LeEtta Osborne-Sampson

LeEtta Osborne-Sampson, a Seminole Freedman who has a tribal identification card and serves on the tribe’s governing council, was told the Seminole Nation doesn’t recognize Freedmen for health services when she went to an Indian Health Services clinic to get a coronavirus vaccine.

Because black lives don’t matter to Indians!

It’s time for these Red Privilege scum to pay the ultimate price!

AP:

As the U.S. faces a reckoning over its history of racism, some Native American tribal nations that once owned slaves also are grappling with their own mistreatment of Black people.

When Native American tribes were forced from their ancestral homelands in the southeastern United States to what is now Oklahoma in the 1800s — known as the Trail of Tears — thousands of Black slaves owned by tribal members also were removed and forced to provide manual labor along the way. Once in Oklahoma, slaves often toiled on plantation-style farms or were servants in tribal members’ homes.

Nearly 200 years later, many of the thousands of descendants of those Black slaves, known as Freedmen, are still fighting to be recognized by the tribes that once owned their ancestors. The fight has continued since the killing of George Floyd last year by a Minneapolis police officer spurred a reexamination of the vestiges of slavery in the U.S.

The Cherokee, Chickasaw, Choctaw, Muscogee (Creek) and Seminole nations were referred to historically as the Five Civilized Tribes, or Five Tribes, by European settlers because they often assimilated into the settlers’ culture, adopting their style of dress and religion, and even owning slaves. Each tribe also has a unique history with Freedmen, whose rights were ultimately spelled out in separate treaties with the U.S.

Today, the Cherokee Nation is the only tribe that fully recognizes the Freedmen as full citizens, a decision that came in 2017 following years of legal wrangling.

2017!

We never heard John Oliver do a “current year” on this story!

“I think that we are a better tribe for having not only embraced the federal court decision but embraced the concept of equality,” said Cherokee Nation Chief Chuck Hoskin Jr., a longtime supporter of citizenship rights for the Freedmen.

The Cherokee Nation, among the largest Native American tribes, has about 5,800 Freedmen citizens who have traced an ancestor on the tribe’s original Freedmen rolls in the late 19th century.

When the federal government sought to break up tribal reservations into individual allotments after the Civil War, they created two separate tribal rolls — one for members with American Indian blood and one for Freedmen.

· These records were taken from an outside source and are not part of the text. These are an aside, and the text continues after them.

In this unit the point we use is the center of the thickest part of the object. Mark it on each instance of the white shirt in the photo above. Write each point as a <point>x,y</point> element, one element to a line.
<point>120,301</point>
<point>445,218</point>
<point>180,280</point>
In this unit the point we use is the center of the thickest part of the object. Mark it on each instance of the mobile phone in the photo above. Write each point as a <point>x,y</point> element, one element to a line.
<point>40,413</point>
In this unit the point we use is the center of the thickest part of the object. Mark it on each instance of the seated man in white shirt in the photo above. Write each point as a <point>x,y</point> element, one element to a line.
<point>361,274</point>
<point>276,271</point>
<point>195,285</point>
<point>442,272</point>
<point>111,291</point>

In many cases, tribal citizens who appeared Black were placed on the Freedmen rolls, even if they had blood ties to the tribe.

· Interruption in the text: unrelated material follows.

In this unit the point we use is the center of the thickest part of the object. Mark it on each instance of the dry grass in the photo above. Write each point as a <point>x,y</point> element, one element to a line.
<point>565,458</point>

Of the Five Tribes, only the Chickasaw Nation never agreed to adopt the Freedmen as citizens, according to the Oklahoma Historical Society.

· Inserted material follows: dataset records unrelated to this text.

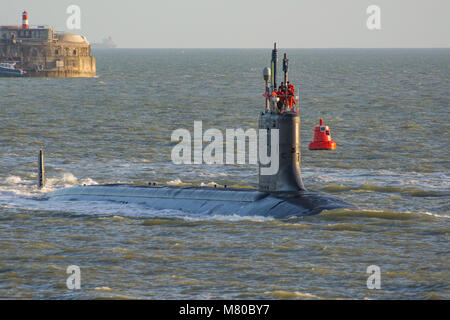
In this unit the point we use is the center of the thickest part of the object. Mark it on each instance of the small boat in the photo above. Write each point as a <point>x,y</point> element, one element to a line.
<point>8,69</point>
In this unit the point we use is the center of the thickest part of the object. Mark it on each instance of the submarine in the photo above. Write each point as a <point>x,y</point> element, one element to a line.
<point>280,194</point>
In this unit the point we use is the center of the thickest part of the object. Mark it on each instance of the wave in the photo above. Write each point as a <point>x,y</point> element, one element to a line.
<point>380,214</point>
<point>415,192</point>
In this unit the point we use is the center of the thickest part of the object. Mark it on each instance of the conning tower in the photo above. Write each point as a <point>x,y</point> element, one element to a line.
<point>281,115</point>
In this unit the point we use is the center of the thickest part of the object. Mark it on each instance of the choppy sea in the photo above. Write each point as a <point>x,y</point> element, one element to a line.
<point>388,110</point>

The Muscogee (Creek) and Choctaw nations have cited tribal sovereignty as reasons for their opposition to citizenship for Freedmen. When Democratic U.S. Rep. Maxine Waters of California last year attempted to force the tribes to reconcile the Freedmen issue by inserting language into a housing bill, Choctaw Nation Chief Gary Batton said the U.S. government is responsible for the Freedmen’s plight, not the Choctaw Nation.

There is no more fundamental element of tribal self-governance than the authority of a Tribe like the Choctaw Nation to determine our own citizenship,” Batton wrote in a letter to House Speaker Nancy Pelosi.

Ultimately, it might be a decision for the federal courts to make. Osborne-Sampson said she and other Freedmen are consulting with an attorney on how to proceed.

This is quite the thorn in the narrative, no?

Here’s a long article in The Smithsonian Magazine about Indians owning slaves.

These people are apparently proud of having been slaves to Indians? I guess? They’re clearly a little bit mixed, because not even Pocahontas can resist Mandingo.

Imagine the outrage if a white person dared to suggest that Americans have a right to not consider black people American citizens.

These Native Americans owned slaves, and to this day don’t view the descendants of those slaves as citizens of their tribe.

Shouldn’t whites be able to do that too?